Last week, it broke that News of the World, a British tabloid owned by Rupert Murdoch’s News International, had allegedly hacked the phone of murder victim Milly Dowler. As the week progressed, more allegations came out. The hacking victims now allegedly included military families and July 7 attack victims, and there were whispers of possible police corruption. The scandal broke at a bad time for Murdoch, as he prepared to bid for a heavier share of BSkyB, a deal that now looks likely to fall through. Andy Coulson, Prime Minister David Cameron’s former communications director, is embroiled in the controversy, as is Rebekah Brooks, former NOTW editor. NOTW itself has formally stopped publishing.

Plenty of people, including members of Parliament and media rivals, have trashed NOTW for its legal and ethical violations. But in throwing the tabloid (I won’t call it a newspaper) under the bus, I think we’ve missed a real opportunity to evaluate NOTW’s actions and have a debate about how this actually affects the public’s trust in journalists.

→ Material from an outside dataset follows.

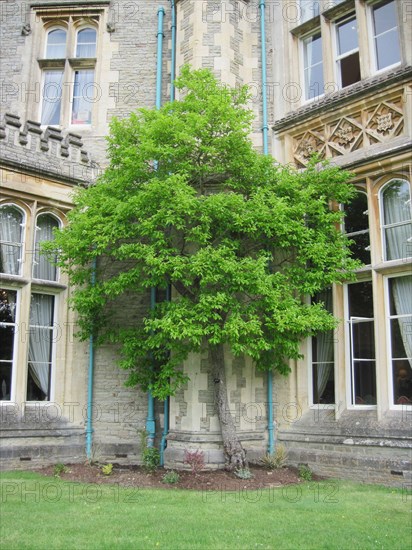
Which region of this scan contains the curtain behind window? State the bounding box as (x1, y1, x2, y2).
(0, 206, 23, 275)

Before it was closed, NOTW beat out the Guardian, Telepgraph and Independent in readership — a “red top” gossip sheet had a bigger audience share than Britain’s big three national (and respectable) newspapers. In this sense, NOTW’s tragedy (in terms of what it wrought, not its ultimate demise) is also a readership tragedy. What they peddled, sold well. Does the public have at least some ownership in this debacle, given its appetite for salaciousness?

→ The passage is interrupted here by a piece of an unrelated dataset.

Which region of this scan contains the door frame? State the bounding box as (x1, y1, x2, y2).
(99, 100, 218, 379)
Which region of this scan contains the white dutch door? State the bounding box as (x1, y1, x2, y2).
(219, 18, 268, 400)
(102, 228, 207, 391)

Given the rabid nature of British tabloids, I perceive that it’s difficult here for journalists to command and maintain trust and respect. Many newspapers, if not most, have outright political leanings, which, to their credit, they make no attempt to hide. Even the BBC isn’t without controversy, whether it’s down to salaries or coverage. I imagine that it’d be frustrating for a legitimate journalist in Britain now, constantly being suspected of hacking, political hit jobs, bias, graft and who knows what else. The many may be tarred by the actions of a few. News International also represents, to many, a corporate infestation in the media. Of course all media is corporate in some sense, but  as Murdoch (who is not a British citizen) attempts to buy more and more information properties, the public and the government have legitimate concerns about his outsized influence in politics and culture.

The NOTW’s greatest crime, in the end, may be its devastating blow to the nation’s journalism profession and its integrity.